Would a fixed exchange rate save NZ?
Posted April 9, 2008on:
According to the Standard, having a free floating exchange rate puts New Zealand at the mercy of speculators – I take this to mean that the author would prefer New Zealand having a fixed (or at least semi-fixed) exchange rate.
What does having a fixed exchange rate mean? Well, if we have a fixed exchange rate we are setting the value of our dollar compared to the value of other countries currencies. In this case, we have certainty about the future export and import price of goods – which is a good thing.
However, in this case our currency is just as open to currency speculation (if not more so, as the price of the currency is fixed, making yield focused attacks more of a “sure thing”), implying that this perceived benefit does not exist – it merely moves on to influence another economic variables. In fact what it does (as long as we don’t close the country off to all capital markets) is removes New Zealand’s ability to control its interest rate (as the government has to print money at a level required to keep the exchange rate fixed) . In economics this is termed the impossible trinity.

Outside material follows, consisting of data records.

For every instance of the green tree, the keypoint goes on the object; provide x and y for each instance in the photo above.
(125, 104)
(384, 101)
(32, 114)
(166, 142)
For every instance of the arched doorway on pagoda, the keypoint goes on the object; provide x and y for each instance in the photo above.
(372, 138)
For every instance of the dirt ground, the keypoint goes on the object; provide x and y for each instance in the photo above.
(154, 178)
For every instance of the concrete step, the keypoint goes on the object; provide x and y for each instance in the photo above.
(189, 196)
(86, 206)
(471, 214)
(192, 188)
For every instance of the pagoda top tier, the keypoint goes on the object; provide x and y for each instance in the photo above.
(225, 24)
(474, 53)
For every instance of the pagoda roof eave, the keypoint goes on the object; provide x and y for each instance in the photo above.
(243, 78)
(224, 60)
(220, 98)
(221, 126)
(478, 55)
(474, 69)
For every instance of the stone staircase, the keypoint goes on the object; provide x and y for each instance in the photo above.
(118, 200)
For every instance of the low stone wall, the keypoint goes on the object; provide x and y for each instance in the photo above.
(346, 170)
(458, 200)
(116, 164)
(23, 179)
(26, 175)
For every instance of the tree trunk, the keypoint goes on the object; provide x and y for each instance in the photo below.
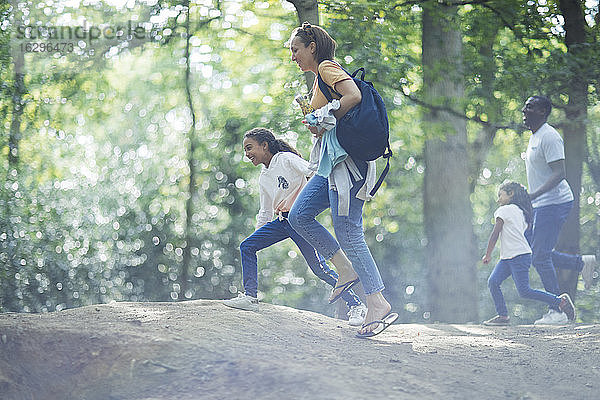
(480, 147)
(450, 261)
(574, 133)
(189, 204)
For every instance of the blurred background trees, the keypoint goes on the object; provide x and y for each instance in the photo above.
(123, 176)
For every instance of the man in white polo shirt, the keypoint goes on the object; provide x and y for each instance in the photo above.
(552, 201)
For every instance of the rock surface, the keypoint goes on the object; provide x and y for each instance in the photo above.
(202, 350)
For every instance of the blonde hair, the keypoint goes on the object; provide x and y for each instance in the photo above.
(325, 45)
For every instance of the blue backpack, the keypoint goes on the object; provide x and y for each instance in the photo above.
(364, 131)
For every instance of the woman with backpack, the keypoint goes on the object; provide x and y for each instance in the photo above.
(341, 183)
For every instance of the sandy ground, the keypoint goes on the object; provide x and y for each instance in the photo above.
(203, 350)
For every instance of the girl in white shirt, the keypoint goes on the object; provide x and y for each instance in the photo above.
(283, 175)
(513, 217)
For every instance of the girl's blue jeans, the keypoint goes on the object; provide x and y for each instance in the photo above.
(316, 198)
(518, 267)
(276, 231)
(547, 222)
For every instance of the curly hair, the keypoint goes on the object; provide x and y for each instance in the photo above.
(543, 104)
(262, 135)
(519, 197)
(325, 45)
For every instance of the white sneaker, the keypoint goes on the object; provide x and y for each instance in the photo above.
(357, 314)
(243, 302)
(587, 273)
(552, 317)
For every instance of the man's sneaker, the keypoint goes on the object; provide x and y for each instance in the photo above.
(357, 314)
(243, 302)
(497, 321)
(587, 273)
(566, 305)
(553, 317)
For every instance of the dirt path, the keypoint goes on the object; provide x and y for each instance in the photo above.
(203, 350)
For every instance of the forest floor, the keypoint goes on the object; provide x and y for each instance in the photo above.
(202, 350)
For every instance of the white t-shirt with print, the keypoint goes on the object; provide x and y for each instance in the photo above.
(545, 146)
(280, 184)
(512, 235)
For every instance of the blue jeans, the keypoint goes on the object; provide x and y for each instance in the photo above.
(276, 231)
(316, 198)
(547, 222)
(518, 267)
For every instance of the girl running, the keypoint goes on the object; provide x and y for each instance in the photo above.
(284, 174)
(513, 217)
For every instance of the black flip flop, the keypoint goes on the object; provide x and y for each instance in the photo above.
(345, 287)
(385, 322)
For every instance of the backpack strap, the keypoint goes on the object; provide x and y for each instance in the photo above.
(387, 155)
(326, 89)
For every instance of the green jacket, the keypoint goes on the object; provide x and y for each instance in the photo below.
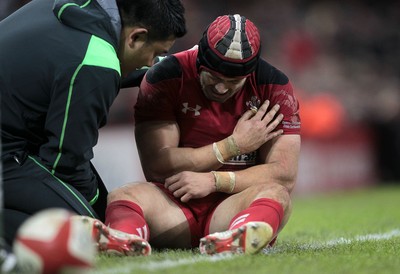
(59, 75)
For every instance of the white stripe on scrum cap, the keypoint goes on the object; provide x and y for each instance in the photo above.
(235, 48)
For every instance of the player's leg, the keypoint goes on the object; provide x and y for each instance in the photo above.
(29, 188)
(146, 210)
(247, 221)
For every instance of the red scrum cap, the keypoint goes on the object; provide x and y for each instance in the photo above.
(230, 46)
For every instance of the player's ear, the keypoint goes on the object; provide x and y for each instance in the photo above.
(137, 37)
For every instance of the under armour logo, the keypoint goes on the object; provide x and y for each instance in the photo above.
(195, 110)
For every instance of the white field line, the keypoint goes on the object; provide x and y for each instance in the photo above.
(149, 266)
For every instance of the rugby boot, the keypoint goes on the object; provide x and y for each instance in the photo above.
(112, 241)
(247, 239)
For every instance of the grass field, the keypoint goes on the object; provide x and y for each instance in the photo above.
(349, 232)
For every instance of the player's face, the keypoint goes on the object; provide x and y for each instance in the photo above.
(219, 88)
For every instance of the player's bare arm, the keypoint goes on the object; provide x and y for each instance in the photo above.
(161, 157)
(278, 166)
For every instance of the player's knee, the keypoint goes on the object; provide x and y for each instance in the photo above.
(130, 192)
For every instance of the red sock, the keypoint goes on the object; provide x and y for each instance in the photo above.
(261, 210)
(128, 217)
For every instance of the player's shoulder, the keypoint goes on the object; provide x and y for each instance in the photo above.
(168, 68)
(268, 74)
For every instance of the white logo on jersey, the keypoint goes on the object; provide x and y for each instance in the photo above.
(143, 232)
(186, 108)
(239, 220)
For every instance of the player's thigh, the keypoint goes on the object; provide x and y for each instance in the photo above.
(167, 222)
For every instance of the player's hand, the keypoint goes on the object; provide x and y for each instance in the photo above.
(254, 129)
(189, 185)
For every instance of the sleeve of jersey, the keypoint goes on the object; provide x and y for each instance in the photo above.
(289, 107)
(159, 92)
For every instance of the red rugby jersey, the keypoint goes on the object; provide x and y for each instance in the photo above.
(171, 91)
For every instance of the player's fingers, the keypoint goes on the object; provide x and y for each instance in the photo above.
(259, 114)
(186, 198)
(274, 134)
(248, 114)
(271, 114)
(271, 126)
(171, 180)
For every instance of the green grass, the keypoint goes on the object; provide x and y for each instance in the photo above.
(349, 232)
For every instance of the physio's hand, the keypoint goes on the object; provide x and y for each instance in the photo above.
(189, 185)
(255, 129)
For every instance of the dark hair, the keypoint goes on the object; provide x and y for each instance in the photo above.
(162, 18)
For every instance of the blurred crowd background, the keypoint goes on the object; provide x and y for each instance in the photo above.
(343, 58)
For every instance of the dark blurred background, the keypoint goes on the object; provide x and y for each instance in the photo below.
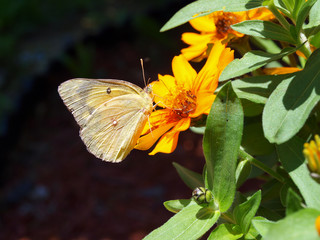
(50, 186)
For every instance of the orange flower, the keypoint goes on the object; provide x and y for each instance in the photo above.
(216, 27)
(182, 97)
(280, 70)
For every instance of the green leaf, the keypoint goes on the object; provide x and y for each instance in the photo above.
(204, 7)
(176, 205)
(251, 109)
(313, 26)
(244, 212)
(297, 226)
(262, 225)
(314, 16)
(221, 145)
(292, 159)
(315, 39)
(258, 89)
(226, 232)
(266, 45)
(190, 223)
(198, 130)
(242, 172)
(190, 178)
(293, 202)
(303, 12)
(250, 62)
(292, 101)
(253, 140)
(264, 29)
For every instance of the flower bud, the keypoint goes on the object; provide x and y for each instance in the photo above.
(202, 195)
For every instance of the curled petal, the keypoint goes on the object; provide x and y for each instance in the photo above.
(203, 24)
(195, 38)
(145, 142)
(183, 72)
(280, 70)
(162, 88)
(168, 142)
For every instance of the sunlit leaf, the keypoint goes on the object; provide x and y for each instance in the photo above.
(221, 145)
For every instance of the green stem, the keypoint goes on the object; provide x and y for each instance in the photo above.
(226, 217)
(279, 16)
(262, 166)
(304, 48)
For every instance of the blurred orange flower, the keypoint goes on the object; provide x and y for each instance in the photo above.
(216, 27)
(182, 97)
(280, 70)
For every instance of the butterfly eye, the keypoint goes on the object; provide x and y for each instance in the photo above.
(202, 195)
(114, 123)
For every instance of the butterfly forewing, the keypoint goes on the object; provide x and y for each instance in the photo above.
(111, 114)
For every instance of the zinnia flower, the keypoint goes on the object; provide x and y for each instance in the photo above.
(216, 27)
(182, 97)
(311, 152)
(280, 70)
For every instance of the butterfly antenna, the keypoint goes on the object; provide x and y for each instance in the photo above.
(144, 77)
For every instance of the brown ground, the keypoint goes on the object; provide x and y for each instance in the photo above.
(52, 188)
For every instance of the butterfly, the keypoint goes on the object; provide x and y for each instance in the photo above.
(111, 114)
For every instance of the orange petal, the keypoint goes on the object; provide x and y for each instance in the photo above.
(207, 76)
(203, 24)
(195, 38)
(183, 72)
(145, 142)
(168, 142)
(195, 51)
(280, 70)
(260, 14)
(162, 88)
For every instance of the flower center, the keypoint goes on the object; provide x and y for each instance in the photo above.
(224, 21)
(183, 103)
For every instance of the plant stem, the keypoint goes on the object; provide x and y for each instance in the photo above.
(305, 49)
(262, 166)
(279, 16)
(227, 218)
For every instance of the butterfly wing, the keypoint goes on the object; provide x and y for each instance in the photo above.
(111, 114)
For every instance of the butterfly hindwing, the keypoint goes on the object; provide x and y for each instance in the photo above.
(111, 114)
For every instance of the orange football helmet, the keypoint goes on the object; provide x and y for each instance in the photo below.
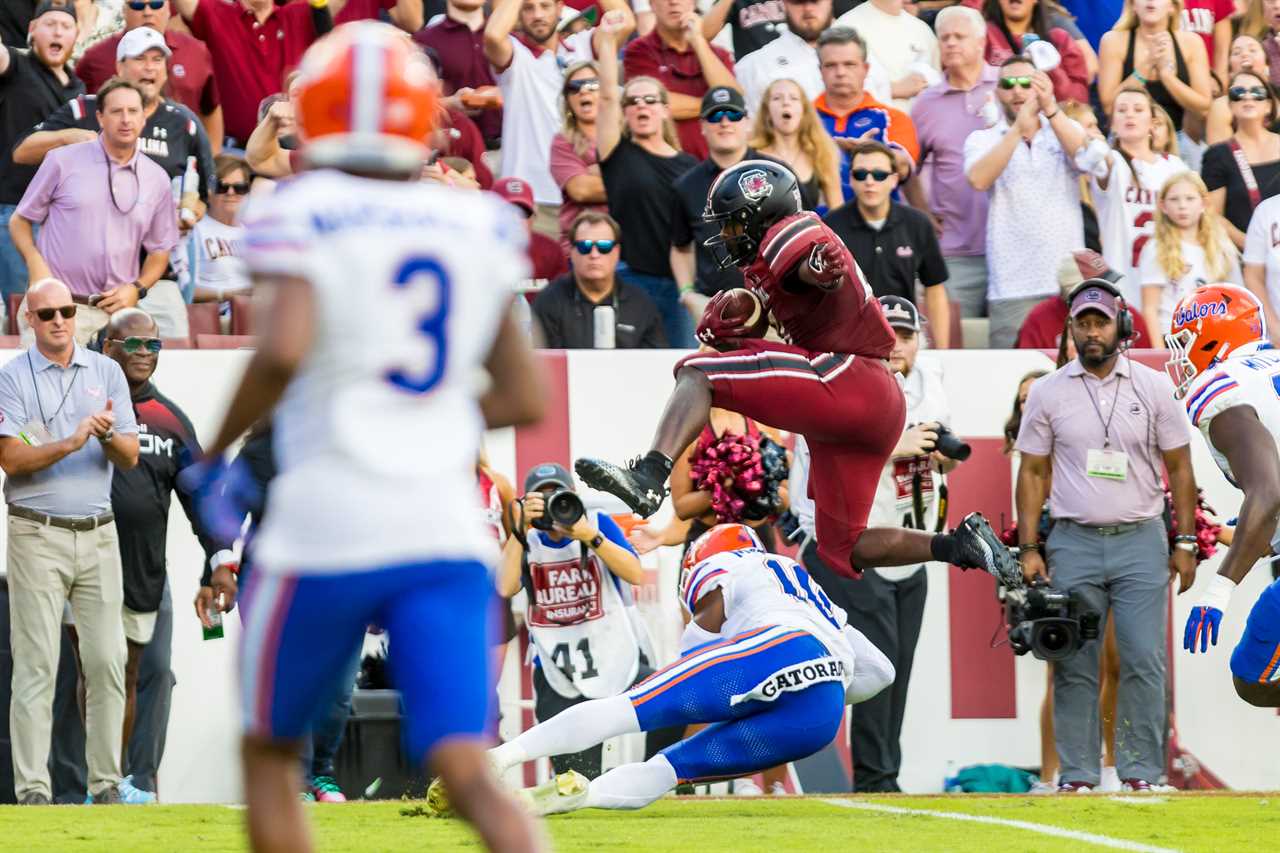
(366, 100)
(1210, 324)
(722, 537)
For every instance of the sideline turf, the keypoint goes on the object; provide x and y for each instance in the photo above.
(1180, 821)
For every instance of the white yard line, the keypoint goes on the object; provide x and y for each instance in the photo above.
(1043, 829)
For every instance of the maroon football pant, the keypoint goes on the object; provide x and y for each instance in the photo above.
(850, 410)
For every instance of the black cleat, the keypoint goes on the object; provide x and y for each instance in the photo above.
(982, 548)
(638, 487)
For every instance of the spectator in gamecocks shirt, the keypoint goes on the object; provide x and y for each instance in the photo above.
(406, 14)
(191, 68)
(252, 42)
(458, 45)
(679, 55)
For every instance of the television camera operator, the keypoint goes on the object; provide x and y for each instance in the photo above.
(576, 569)
(1098, 429)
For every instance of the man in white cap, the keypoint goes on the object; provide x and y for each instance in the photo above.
(170, 136)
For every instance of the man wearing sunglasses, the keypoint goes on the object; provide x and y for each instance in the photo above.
(140, 498)
(894, 245)
(693, 264)
(191, 68)
(1027, 164)
(67, 425)
(567, 309)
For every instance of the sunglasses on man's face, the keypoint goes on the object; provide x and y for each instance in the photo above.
(584, 246)
(45, 315)
(726, 113)
(1247, 94)
(1009, 82)
(878, 174)
(133, 343)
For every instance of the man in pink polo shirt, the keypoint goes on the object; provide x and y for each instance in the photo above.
(680, 58)
(191, 68)
(254, 44)
(1101, 428)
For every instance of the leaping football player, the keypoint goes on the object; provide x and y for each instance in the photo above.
(830, 381)
(767, 660)
(379, 325)
(1224, 368)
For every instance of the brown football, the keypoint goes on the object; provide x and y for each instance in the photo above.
(743, 308)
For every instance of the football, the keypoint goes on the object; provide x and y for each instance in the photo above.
(740, 308)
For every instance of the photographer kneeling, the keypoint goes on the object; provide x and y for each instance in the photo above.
(576, 569)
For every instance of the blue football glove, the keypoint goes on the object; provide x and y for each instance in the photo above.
(1202, 626)
(222, 495)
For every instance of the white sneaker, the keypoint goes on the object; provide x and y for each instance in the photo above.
(563, 793)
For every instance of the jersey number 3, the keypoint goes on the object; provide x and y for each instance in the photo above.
(425, 273)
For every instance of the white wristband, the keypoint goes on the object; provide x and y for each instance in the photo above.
(1219, 593)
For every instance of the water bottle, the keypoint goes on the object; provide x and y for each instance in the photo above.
(190, 192)
(606, 327)
(215, 628)
(1042, 54)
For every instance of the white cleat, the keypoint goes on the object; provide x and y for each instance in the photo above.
(563, 793)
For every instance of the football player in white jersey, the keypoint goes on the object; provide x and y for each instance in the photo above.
(1229, 375)
(382, 328)
(767, 660)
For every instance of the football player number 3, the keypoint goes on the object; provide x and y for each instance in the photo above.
(795, 582)
(425, 273)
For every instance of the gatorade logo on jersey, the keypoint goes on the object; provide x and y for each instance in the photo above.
(565, 593)
(791, 679)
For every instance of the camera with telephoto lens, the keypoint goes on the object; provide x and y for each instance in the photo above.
(1048, 623)
(950, 446)
(563, 507)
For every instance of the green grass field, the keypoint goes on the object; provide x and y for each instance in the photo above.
(1166, 822)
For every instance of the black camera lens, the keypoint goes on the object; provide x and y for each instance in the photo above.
(565, 507)
(950, 446)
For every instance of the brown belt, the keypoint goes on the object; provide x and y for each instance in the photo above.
(85, 523)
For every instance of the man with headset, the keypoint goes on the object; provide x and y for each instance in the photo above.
(1098, 429)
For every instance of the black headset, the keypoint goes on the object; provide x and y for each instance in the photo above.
(1124, 316)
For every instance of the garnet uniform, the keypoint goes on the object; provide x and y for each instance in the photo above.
(830, 382)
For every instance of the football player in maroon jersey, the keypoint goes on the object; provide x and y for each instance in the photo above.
(830, 381)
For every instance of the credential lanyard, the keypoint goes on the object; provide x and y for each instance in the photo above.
(36, 388)
(1106, 424)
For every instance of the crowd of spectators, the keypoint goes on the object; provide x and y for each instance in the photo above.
(1016, 131)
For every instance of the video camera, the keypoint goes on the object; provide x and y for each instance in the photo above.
(1048, 623)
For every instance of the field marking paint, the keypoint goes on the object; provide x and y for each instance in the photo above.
(1043, 829)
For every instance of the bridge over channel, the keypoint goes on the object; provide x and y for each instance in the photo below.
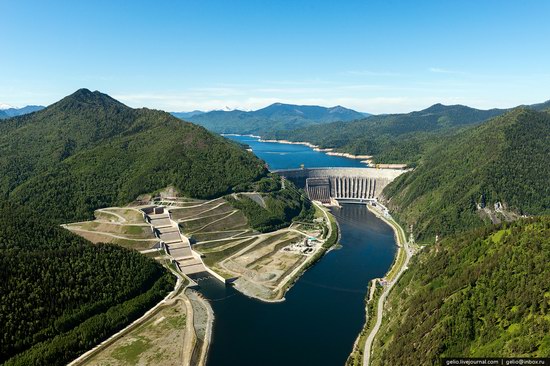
(342, 184)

Without the ability to control interest rates, we also lose our ability to stabilise prices – thereby implying that the domestic price of goods will become more volatile, and inflation expectations are likely to become unanchored.
We then have to ask, for New Zealand what is more important, price stability or exchange rate stability? New Zealand is an open economy so the exchange rate is important. However, the fact that firms can hedge against changes in the exchange rate more effectively than households can hedge against changes in the rate of price growth implies that stabilising growth in the price level and anchoring inflation expectations is more important for the nation.
The author also states that:
we could keep the exchange rate lower, which would deliver far greater increases in export earnings than even the China FTA
I hope he realises that keeping the exchange rate artificially low will benefit exporters but at a cost to New Zealand households. Although such a policy may make sense in the case where we have “infant industries” in the export sector, I think it is inappropriate in New Zealand’s case (given that our industries that have a comparative advantage with the rest of the world are already highly developed).
As a result, fixing the exchange rate artificially low will make New Zealand households poorer, and ensure that these households have to face high levels of volatility in the price level (with an upward trend as doing so involves printing “extra money“, which is likely to dis-proportionally hurt the poor) – a surprising policy recommendation from a left-wing blog.